Having visited the Island since she was born, Miss Miskovsky sometimes performs in front of the Paper Store in Edgartown. Last summer, she raised a total of $800 for a music foundation.
“Through music, Caroline comes alive in lots of different ways,” explained her mother, Kara Connors. “I am not a musician, but I can tell with her, if she has had a bad day, she puts it all into a song.”
When Mr. Crohan first heard Caroline sing, she sounded like a talented but young vocalist, he said. A year later, her voice had matured by leaps and bounds, he said. “She had really grown — her style, her musicianship, her joie de vivre, had developed to an astonishing extent.”
Mr. Crohan also sees in her the same passion for music that he has known all his life.
“The sense of control I have in music and the ability to express things in music that I can’t say in words . . . I don’t understand how the rest of you live a life of happiness without it . . . The absolute joy that I get from playing, even after all these years . . . I am so blessed, and I feel that Caroline has the same relationship to music and it will grow and grow as it gets older. I am very happy for her.”
Miss Miskovsky says she is honored to open for Mr. Crohan at the concert. “Obviously he’s an amazing pianist,” she said. “That was pretty inspiring to see that level of musicianship, and it was an amazing opportunity to perform with him and even rehearse with him, and I think we sounded really good together.”
The theme of Mr. Crohan’s portion combines two 50th anniversaries — the Kennedy assassination and the Beatles’ invasion. Mr. Crohan will perform numbers from the musical Camelot, often associated with the Kennedy administration, as well as arrangements of the Beatles’ music.
While Caroline hesitates to confirm that she will perform alongside Mr. Crohan in the concert, he is resolute. “Absolutely, or I won’t do it,” he said.
At home, Caroline has sung with the San Francisco Girls Chorus, where she learned “music theory, how to sight read music,” she says. She also sang in the San Francisco Opera’s production of Turandot, and has performed with Arnold McCuller, backup singer for James Taylor, and Jeff Watson.

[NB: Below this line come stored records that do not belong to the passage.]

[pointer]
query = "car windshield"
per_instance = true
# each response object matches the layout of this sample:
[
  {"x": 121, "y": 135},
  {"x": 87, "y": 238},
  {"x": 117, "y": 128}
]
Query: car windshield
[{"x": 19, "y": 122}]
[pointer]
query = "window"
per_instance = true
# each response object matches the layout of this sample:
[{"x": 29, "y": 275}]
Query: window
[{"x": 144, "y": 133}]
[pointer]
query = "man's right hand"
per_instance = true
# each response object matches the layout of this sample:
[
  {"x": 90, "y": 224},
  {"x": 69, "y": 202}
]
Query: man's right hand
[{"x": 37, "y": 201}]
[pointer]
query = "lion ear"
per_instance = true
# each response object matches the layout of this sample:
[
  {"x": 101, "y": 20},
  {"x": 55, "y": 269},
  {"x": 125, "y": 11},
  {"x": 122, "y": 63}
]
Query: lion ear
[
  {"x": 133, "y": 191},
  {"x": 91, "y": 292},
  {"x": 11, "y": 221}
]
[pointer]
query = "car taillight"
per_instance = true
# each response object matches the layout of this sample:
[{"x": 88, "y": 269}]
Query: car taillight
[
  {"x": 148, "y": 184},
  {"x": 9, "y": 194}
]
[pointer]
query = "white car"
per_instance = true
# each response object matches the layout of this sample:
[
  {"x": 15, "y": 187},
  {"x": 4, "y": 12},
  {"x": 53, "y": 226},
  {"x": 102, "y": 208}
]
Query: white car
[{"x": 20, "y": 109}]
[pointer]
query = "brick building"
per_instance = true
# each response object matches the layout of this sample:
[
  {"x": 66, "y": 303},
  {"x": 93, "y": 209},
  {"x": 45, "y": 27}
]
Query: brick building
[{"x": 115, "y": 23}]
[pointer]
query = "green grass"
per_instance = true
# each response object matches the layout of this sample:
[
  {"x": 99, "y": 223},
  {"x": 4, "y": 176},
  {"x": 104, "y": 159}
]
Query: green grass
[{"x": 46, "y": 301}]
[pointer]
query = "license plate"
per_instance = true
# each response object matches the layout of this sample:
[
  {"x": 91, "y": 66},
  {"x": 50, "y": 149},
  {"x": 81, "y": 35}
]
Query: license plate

Both Mr. Crohan and Miss Miskovsky say they feel grateful that their musical gifts allow them to give back to organizations they care about, including Island Elderly Housing. While the group receives federal subsidies for housing, the government does not fund their quality of life programs, such as the Blueberry Van, a transportation service that allows the residents to get to their medical appointments, errands and social gatherings. The organization accommodates 165 residents, and there are another 200 people on the waiting list.
Miss Miskovsky met some of the Island Elderly Housing residents when she rode in the Blueberry Van during the Edgartown parade.
“You can tell that these people have worked so hard in their life to provide for their family, and they have done service to the Island . . . ” she said. “And I am really glad that music is one way to raise awareness and to help out.”
Following the concert, the musicians will attend a public reception in the basement of the Whaling Church.
“I hope this becomes a tradition,” Mr. Crohan said.
David Crohan with Caroline Miskovsky benefit concert for Island Elderly Housing begins at 7:30 p.m. at the Old Whaling Church, Main street in Edgartown. Tickets are $35 in advance, $40 at the door.